Le Roi et la Reine sont reçus par le Ministre des sciences et des arts, MM. Braun, Van Overbergh et Auguste Rouvez.

Emile Verhaeren prononce un discours inaugural de très belle allure et souhaite la bienvenue aux Souverains.

Le Roi répond et débute en ces termes :
« Vos charmantes paroles, M. Verhaeren, me touchent profondément, et la Reine se joint à moi pour vous en remercier de tout cœur.

» Nous sommes particulièrement heureux, Messieurs, que ce soit le poète de Toute la Flandre qui nous souhaite la bienvenue au milieu de vous, parce que l’occasion nous est ainsi donnée de lui témoigner une fois de plus toute notre admiration.

» Les œuvres d’Emile Verhaeren ont magnifiquement glorifié le sol natal. Poète vraiment belge par la puissante expression de nos forces ataviques et des caractères de notre race, n’est-il pas en même temps un poète mondial célébrant la vie humaine dans ses manifestations les plus ardentes ?

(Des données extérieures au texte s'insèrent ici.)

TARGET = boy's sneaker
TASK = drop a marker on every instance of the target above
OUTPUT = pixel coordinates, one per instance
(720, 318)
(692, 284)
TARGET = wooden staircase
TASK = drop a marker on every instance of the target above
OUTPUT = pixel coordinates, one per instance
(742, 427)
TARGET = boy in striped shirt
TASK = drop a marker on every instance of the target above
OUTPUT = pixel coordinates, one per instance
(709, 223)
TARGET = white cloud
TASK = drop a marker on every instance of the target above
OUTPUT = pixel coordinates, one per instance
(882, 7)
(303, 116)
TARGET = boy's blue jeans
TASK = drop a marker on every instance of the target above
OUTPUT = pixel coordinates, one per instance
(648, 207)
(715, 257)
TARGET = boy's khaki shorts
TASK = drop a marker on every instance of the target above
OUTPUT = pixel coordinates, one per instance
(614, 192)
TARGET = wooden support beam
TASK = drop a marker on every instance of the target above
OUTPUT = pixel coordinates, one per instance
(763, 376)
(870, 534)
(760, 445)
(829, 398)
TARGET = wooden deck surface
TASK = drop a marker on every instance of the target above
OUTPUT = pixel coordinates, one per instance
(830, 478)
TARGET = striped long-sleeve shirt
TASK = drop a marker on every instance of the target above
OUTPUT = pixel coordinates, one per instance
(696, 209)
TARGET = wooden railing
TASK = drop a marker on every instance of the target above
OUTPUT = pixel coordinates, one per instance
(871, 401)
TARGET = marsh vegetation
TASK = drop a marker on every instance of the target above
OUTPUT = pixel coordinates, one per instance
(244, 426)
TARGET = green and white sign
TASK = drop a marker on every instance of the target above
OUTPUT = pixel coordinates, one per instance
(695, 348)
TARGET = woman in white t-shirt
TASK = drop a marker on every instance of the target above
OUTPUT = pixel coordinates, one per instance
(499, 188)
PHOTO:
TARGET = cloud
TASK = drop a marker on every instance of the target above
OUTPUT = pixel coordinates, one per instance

» Après avoir salué une des gloires de la littérature belge, je ne puis assez vous dire, à tous, Messieurs, le plaisir que j’éprouve à me trouver parmi vous et combien je suis sensible à l’accueil chaleureux d’hommes de lettres venue des différentes parties du pays pour participer à cette fête de l’art.
» La Reine et moi, nous nous sommes fait un très agréable devoir de nous rendre à votre gracieuse invitation.

» Je félicite les amis de la Littérature d’avoir aménagé ce salon littéraire au milieu de la Section de l’enseignement de l’Exposition. Tous les degrés de l’effort intellectuel imposé à la jeunesse se trouvent réunis ainsi autour de nous, depuis l’école primaire jusqu’à l’université. Ici, au centre, est le domaine de la pensée et de l’idéal, ce domaine où, dans toute l’indépendance de leur talent, les écrivains sont les interprètes des plus hautes aspirations qui doivent embellir la vie de la Nation et en éclairer l’âme. »

En terminant, le Roi dit :
« Le pays tout entier est avec vous, Messieurs ; il vous comprend, il suit vos efforts et partage votre idéal; il rend hommage à votre labeur immense et fécond; j’en suis heureux, car, grâce à vous, la Belgique donne fièrement l’exemple d’un peuple prenant sa large place dans les plus nobles domaines du génie humain. »

L’assistance acclame chaleureusement ce discours, que le Roi a prononcé d’une voix forte. Puis le Souverain exprime le désir de se voir présenter Camille Lemonnier. Courtes congratulations, et, au moment où l’on va s’asseoir pour écouter les conférenciers, un incident charmant se produit.

La place d’Emile Verhaeren est à la gauche de la Reine, tandis que le Ministre est à la droite du Roi. Le poète, s’adressant à Camille Lemonnier, lui dit : « C’est ta place, tu es mon aîné. »

Et c’est le brillant écrivain qui se place à côté de notre jeune et charmante Souveraine.

Edmond Picard, prenant ensuite la parole, remercie tout d’abord le Roi et la Reine, caractérise leur présence comme une manifestation de fierté patriotique en l’honneur des lettres, puis continue par une conférence très applaudie.